Norris did have a stroke of luck when it came to being in the right place at the right time when McLaren decided to carry out a total root-and-branch revamp of their driver line-up for 2019. The extent to which Norris's down-to-earth, sunny disposition and essential 'niceness' had built up genuine popularity among all levels of the squad while he was serving as reserve driver shouldn't be underestimated. It must surely have helped make him a leading - perhaps even obvious - candidate to step into the cockpit for real after the departures of Fernando Alonso and Stoffel Vandoorne.
At times in 2019, he made mistakes or failed to press his advantage as assertively as he could have done
Even so, Lando's maiden season was always going to be something of a trial by fire. It was inevitable that he would be judged against his vastly more experienced new team mate Carlos Sainz. He could easily have been badly burned by the comparison, and his career over by the end of a single season. That Norris came out just ahead of Sainz in terms of qualifying performances over the 21 races of 2019 is therefore a definite feather in his cap.
Admittedly, Norris fared less well against Sainz in race trim: as with any driver in their first year of F1, he had a lot of racecraft to pick up and learn over the course of the season, and at times he made mistakes or failed to press his advantage as assertively as he could have done. It's why he ended up in 11th place in the drivers standings, with barely more than half the total number of points that Sainz had managed while securing sixth.
But anyone who thinks that Norris isn't taking things seriously really can't have been listening to his post-race self-assessments. Rather than being content to sit back and accept the plaudits and praise, he has at times been brutally and even unnecessarily harsh when analysing his own performance. It's a glimpse behind that earnest, fresh-faced exterior which reveals a young man just as hard, driven and focussed on succeeding in his fledgling career as any of his emerging contemporaries, and gives the lie to the idea that he's content to be the class clown who is only there to cheer everyone up.

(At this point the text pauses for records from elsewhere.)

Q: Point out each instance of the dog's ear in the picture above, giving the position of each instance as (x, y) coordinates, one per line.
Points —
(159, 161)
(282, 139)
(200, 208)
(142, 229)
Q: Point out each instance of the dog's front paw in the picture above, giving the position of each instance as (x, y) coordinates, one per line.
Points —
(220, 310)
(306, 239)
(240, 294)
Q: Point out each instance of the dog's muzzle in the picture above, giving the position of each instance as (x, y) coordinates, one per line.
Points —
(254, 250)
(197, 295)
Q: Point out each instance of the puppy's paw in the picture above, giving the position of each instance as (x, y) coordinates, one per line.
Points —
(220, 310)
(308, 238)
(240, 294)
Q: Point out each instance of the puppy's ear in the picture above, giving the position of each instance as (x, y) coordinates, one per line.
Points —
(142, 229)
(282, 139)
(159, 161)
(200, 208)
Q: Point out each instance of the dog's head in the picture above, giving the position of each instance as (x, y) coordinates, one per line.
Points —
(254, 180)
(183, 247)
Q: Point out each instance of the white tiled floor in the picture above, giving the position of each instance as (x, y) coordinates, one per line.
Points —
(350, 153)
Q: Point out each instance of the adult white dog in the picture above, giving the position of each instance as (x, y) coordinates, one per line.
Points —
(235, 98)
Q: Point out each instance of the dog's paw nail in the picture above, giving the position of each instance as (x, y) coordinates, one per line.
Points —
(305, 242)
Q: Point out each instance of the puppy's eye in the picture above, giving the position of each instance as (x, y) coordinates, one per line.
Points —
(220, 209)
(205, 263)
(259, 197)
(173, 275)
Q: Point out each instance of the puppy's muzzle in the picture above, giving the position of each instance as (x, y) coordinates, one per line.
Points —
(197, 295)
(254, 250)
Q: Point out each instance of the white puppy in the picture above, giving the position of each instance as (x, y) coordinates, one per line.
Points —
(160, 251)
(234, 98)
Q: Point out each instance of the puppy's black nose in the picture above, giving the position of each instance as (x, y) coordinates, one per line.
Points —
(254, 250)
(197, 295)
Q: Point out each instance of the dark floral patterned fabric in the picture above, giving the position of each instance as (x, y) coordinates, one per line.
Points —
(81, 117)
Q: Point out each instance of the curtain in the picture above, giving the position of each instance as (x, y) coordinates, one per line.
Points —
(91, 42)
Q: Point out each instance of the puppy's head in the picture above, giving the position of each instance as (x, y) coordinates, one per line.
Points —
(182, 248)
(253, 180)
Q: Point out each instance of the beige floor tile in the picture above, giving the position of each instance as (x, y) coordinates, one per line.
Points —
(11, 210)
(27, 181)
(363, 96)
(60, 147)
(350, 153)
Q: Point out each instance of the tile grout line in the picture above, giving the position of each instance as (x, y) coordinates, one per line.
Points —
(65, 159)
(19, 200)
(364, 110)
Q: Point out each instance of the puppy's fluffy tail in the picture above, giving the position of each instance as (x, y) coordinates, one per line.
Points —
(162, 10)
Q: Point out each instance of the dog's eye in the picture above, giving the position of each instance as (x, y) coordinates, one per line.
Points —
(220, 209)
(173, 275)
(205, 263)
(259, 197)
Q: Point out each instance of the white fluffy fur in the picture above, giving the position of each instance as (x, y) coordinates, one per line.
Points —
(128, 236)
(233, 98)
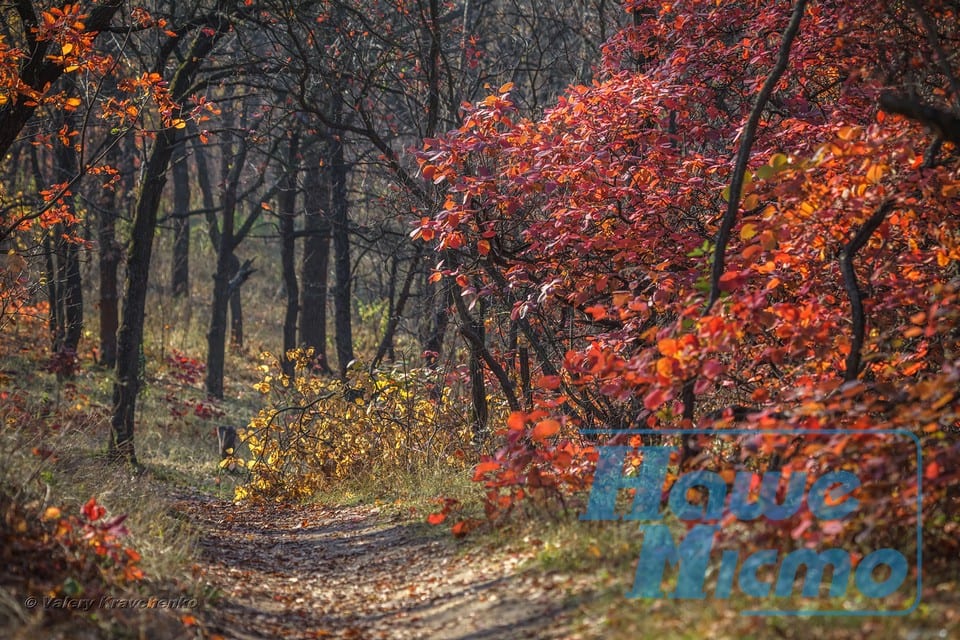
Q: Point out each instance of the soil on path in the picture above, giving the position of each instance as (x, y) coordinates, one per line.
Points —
(354, 572)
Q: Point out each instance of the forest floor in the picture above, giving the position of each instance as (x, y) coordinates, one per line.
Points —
(313, 571)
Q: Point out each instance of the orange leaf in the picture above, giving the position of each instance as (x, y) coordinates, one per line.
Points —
(483, 468)
(654, 399)
(549, 382)
(668, 346)
(545, 429)
(517, 420)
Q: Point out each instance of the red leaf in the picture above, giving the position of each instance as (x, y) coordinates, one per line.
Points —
(545, 429)
(654, 399)
(484, 468)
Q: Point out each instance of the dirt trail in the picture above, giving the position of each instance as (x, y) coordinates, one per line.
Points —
(352, 572)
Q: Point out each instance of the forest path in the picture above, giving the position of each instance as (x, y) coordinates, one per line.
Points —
(313, 571)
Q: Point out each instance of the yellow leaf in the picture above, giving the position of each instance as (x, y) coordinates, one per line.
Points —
(768, 240)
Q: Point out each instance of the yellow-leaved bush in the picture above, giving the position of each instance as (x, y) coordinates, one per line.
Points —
(314, 429)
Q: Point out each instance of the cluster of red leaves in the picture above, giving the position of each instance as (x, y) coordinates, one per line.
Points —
(188, 371)
(183, 368)
(55, 554)
(598, 220)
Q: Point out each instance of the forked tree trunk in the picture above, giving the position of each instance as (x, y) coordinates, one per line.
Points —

But perhaps the biggest area of division between those who love Norris and those who dismiss him as a lightweight lies in his online activities. Critics have complained that too often he's been behaving like a typical teenager locked in his bedroom playing computer games every hour of the night and day, instead of going out and getting a 'proper job'. Such complaints seem oblivious to the fact that for most of his rookie season, Norris really was still just an actual teenager, if hardly a typical one.